Variations for High-Protein Egg Salad
The beauty of this High-Protein Egg Salad is its flexibility. Feel free to mix and match ingredients according to what’s in your pantry, your dietary needs, or just what you love best.
- Avocado Twist: Replace Greek yogurt with mashed avocado for healthy fats and creaminess.
- Spicy Kick: Add a dash of hot sauce or cayenne pepper for those who love a little heat.
- Crunchy Nuts: Toss in chopped walnuts or almonds for added texture and nutrients.
- Herb Medley: Mix fresh basil and tarragon instead of dill for an aromatic twist.
- Smoked Salmon Addition: Fold in flaked smoked salmon for a more luxurious, protein-rich salad.

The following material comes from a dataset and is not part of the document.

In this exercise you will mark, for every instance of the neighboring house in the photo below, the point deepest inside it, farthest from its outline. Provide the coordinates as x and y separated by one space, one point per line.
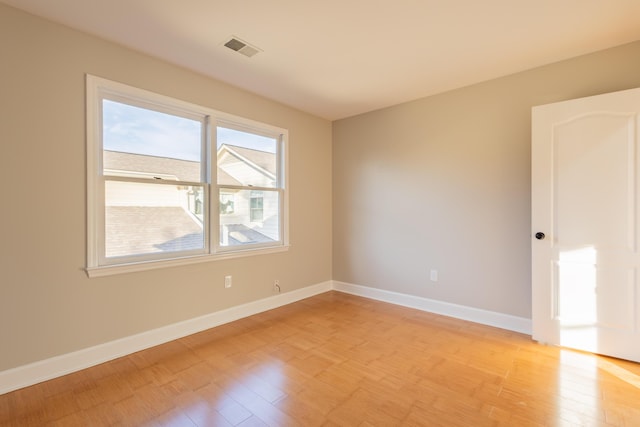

How to Make High-Protein Egg Salad
Step 1: Boil the Eggs
Place eggs in a saucepan and cover with cold water. Bring to a gentle boil, then let them cook for about 10-12 minutes for hard-boiled perfection. Immediately transfer to an ice bath to stop the cooking process and make peeling easier.
Step 2: Prepare the Mix-Ins
While the eggs cool, finely chop celery and green onions. If using herbs, chop those now too. This ensures everything is ready to combine once the eggs are peeled.

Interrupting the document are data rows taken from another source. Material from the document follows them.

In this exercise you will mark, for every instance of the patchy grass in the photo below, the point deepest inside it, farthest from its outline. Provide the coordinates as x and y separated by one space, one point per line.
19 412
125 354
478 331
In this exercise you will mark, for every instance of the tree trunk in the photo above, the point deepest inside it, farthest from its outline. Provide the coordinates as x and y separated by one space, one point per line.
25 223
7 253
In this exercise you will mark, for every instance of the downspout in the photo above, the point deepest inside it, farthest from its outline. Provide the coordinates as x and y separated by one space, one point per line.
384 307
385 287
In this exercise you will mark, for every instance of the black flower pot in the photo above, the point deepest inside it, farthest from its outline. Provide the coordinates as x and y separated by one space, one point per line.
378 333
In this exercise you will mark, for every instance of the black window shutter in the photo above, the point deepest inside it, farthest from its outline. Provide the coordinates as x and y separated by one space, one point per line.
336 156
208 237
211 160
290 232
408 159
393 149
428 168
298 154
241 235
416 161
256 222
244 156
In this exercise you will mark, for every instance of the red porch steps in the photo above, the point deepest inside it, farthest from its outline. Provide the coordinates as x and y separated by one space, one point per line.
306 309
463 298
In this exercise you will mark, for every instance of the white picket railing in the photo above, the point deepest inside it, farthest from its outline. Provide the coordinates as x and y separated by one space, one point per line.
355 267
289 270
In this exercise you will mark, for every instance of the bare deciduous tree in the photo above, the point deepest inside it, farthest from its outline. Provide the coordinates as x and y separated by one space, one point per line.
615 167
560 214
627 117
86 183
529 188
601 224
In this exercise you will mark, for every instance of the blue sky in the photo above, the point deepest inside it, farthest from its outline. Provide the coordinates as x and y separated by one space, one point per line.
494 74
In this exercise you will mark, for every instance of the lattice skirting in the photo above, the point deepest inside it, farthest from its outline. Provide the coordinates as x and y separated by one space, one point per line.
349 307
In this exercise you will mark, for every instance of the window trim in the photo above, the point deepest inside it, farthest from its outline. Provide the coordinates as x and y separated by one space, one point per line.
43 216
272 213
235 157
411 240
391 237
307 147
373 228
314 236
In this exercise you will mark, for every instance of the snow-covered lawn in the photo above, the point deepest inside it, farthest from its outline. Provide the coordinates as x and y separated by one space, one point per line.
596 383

Step 3: Peel and Chop the Eggs
Gently peel the eggs and chop them into bite-sized chunks. Try to keep the pieces fairly uniform to provide a nice texture throughout the salad.
Step 4: Combine and Mix
In a bowl, combine the chopped eggs, celery, green onions, and any optional ingredients you chose. Stir in Greek yogurt, Dijon mustard, salt, and pepper until everything is evenly coated.
Step 5: Taste and Adjust
Give your salad a taste and add additional seasoning or herbs if needed. You want a balanced flavor where creaminess, tang, and crunch all shine.
Pro Tips for Making High-Protein Egg Salad
- Perfectly Cooked Eggs: Use the ice bath trick to avoid overcooked yolks and achieve the ideal texture.

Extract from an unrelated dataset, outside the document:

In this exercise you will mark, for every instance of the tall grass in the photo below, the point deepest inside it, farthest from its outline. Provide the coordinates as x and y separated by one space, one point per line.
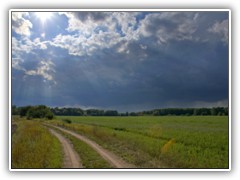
34 147
89 157
169 142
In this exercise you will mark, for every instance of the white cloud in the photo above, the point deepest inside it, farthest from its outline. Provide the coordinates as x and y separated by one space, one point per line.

- Chill Before Serving: Letting the salad sit in the fridge for 30 minutes enhances flavors and melds ingredients beautifully.
- Don’t Over-Mix: Stir gently to keep the eggs chunky and prevent the salad from becoming mushy.
- Fresh Ingredients Matter: Use crisp celery and freshly chopped herbs for maximum flavor and crunch.
- Customize Protein Boost: Add extras like chickpeas or cottage cheese for an even higher protein punch.
How to Serve High-Protein Egg Salad
Garnishes
Sprinkle chopped fresh dill or paprika on top for a color and flavor boost that makes your dish look and taste amazing.
Side Dishes
Pair your egg salad with whole grain crackers, fresh veggie sticks, or a leafy green salad to create a balanced meal.
Creative Ways to Present
Serve in avocado halves, stuff into whole wheat pita pockets, or pile onto slices of toasted sourdough bread for an elevated presentation.
Make Ahead and Storage
Storing Leftovers
Keep your high-protein egg salad in an airtight container in the refrigerator for up to 3 days to maintain freshness and flavor.
Freezing
Freezing egg salad is generally not recommended because it can change the texture of the eggs and yogurt, making them watery and grainy upon thawing.
Reheating
This dish is best enjoyed cold or at room temperature; reheating isn’t necessary and can affect the creaminess and texture.
FAQs
Can I use regular mayonnaise instead of Greek yogurt?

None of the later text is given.